Ghana’s Minister of Energy and Petroleum, Emmanuel Armah-Kofi Buah, said his country would relentlessly grow its oil reserves in order to ramp up and sustain oil and gas production, reported the Ghana Business News.
He was speaking in front of the Meet the Press forum in Accra, adding that to build an industry; there was the need to have a large reserve since “one oil field does not create an industry.”
The upstream oil and gas sector was already the second largest sector after mining, contributing significantly to GDP and government revenues, he insisted.
He also said that the country’s second floating production storage and offloading (FPSO) platform, christened the J.E.A Mills, would put Ghana firmly in the league of oil producing nations.

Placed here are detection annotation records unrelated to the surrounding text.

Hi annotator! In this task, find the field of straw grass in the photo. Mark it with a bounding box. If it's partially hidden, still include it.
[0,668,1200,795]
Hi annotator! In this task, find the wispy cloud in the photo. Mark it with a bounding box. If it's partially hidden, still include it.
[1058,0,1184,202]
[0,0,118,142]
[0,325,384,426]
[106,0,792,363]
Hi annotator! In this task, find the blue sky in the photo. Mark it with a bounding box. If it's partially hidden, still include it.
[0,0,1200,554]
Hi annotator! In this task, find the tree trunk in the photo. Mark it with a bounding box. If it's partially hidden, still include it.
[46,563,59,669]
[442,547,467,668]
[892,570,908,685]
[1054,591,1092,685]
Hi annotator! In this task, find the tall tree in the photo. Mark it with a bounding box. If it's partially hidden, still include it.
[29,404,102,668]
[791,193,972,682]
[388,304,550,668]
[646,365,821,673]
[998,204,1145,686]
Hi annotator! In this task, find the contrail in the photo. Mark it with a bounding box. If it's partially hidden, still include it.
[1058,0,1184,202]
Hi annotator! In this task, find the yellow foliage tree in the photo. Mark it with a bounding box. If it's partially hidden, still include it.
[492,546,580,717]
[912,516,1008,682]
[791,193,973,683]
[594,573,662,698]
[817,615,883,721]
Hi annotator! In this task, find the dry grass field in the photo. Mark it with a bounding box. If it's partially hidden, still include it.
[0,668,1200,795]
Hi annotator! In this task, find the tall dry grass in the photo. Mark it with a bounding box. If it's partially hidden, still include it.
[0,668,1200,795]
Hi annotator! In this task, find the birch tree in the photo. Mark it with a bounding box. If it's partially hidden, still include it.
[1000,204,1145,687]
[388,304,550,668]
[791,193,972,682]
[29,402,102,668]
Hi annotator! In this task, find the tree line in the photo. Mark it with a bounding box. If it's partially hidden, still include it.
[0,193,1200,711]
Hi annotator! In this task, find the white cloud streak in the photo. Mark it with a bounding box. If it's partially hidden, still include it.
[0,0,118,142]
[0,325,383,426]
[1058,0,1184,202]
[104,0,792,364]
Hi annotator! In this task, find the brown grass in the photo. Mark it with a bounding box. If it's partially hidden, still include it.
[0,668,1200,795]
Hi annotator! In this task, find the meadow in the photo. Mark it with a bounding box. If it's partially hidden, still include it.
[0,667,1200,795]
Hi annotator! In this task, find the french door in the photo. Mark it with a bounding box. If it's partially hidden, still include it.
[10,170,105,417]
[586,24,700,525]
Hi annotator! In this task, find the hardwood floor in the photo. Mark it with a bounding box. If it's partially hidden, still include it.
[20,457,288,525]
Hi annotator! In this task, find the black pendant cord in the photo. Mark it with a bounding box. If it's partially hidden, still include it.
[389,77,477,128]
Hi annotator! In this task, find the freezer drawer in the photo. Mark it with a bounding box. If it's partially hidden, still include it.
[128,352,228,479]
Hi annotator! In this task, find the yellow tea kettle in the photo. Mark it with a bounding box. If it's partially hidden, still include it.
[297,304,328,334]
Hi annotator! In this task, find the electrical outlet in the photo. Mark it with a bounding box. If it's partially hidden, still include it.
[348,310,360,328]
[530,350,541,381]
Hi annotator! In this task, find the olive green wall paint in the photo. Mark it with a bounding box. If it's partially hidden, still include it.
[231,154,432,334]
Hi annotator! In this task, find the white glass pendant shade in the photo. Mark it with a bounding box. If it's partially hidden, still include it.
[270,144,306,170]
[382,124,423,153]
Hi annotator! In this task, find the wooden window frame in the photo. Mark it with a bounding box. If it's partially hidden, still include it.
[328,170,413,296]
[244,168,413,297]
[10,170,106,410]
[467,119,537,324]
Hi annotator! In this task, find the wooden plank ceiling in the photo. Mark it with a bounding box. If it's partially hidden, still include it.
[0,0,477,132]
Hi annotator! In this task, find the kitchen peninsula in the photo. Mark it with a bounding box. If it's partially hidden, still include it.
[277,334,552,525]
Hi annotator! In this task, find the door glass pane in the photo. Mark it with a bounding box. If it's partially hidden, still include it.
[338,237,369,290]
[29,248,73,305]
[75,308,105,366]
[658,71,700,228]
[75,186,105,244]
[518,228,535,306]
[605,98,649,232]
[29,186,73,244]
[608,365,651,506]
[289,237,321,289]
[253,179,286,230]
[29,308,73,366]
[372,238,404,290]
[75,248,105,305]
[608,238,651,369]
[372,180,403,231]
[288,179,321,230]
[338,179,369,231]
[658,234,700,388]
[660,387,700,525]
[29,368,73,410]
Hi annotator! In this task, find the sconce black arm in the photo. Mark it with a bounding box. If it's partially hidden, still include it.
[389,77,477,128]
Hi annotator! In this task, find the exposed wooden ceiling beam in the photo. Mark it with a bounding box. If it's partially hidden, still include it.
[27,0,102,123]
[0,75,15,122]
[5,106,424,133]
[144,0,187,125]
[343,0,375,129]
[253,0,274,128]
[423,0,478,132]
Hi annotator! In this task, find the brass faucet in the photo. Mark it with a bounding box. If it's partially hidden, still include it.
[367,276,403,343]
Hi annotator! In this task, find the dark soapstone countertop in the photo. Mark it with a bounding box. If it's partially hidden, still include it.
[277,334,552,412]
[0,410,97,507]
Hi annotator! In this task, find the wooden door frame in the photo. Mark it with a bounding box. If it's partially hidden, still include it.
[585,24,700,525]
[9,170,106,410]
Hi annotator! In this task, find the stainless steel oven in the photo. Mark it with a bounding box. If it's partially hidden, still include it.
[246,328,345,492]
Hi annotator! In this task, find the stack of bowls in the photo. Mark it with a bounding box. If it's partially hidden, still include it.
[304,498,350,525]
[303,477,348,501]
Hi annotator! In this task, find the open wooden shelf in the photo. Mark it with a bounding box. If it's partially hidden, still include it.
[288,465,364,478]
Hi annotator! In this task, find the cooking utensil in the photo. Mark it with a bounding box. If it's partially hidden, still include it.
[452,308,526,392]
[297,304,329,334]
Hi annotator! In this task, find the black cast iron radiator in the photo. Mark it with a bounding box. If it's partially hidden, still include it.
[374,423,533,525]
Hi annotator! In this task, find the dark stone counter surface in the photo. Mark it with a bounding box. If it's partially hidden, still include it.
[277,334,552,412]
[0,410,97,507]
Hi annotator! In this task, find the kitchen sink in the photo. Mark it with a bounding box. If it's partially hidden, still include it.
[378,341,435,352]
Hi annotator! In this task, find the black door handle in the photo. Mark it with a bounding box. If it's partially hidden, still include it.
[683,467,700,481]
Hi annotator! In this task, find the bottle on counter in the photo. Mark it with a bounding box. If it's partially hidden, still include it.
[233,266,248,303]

The FPSO, designed in Singapore, would boost production from the Tweneboa, Enyera, Ntomme (TEN) fields, at about 70,000 b/d of oil and 50 m standard cubic feet of gas a day.
According to an announcement on the Government of Ghana website, the minister also revealed that the cabinet had given approval for the interconnection of the Ghana Gas Pipeline with the West African Gas Pipeline.
He added that under the on-going Rural Liquefied Petroleum Gas (LPG) promotion program, 33,000 cylinders and cook stoves had been distributed between 2014 and 2015.
The remaining 20,000 would be distributed by the end of the year.
Maximizing value from the exploitation of the full potential of the country’s indigenous gas resources through institutional and regulatory was imperative, he said.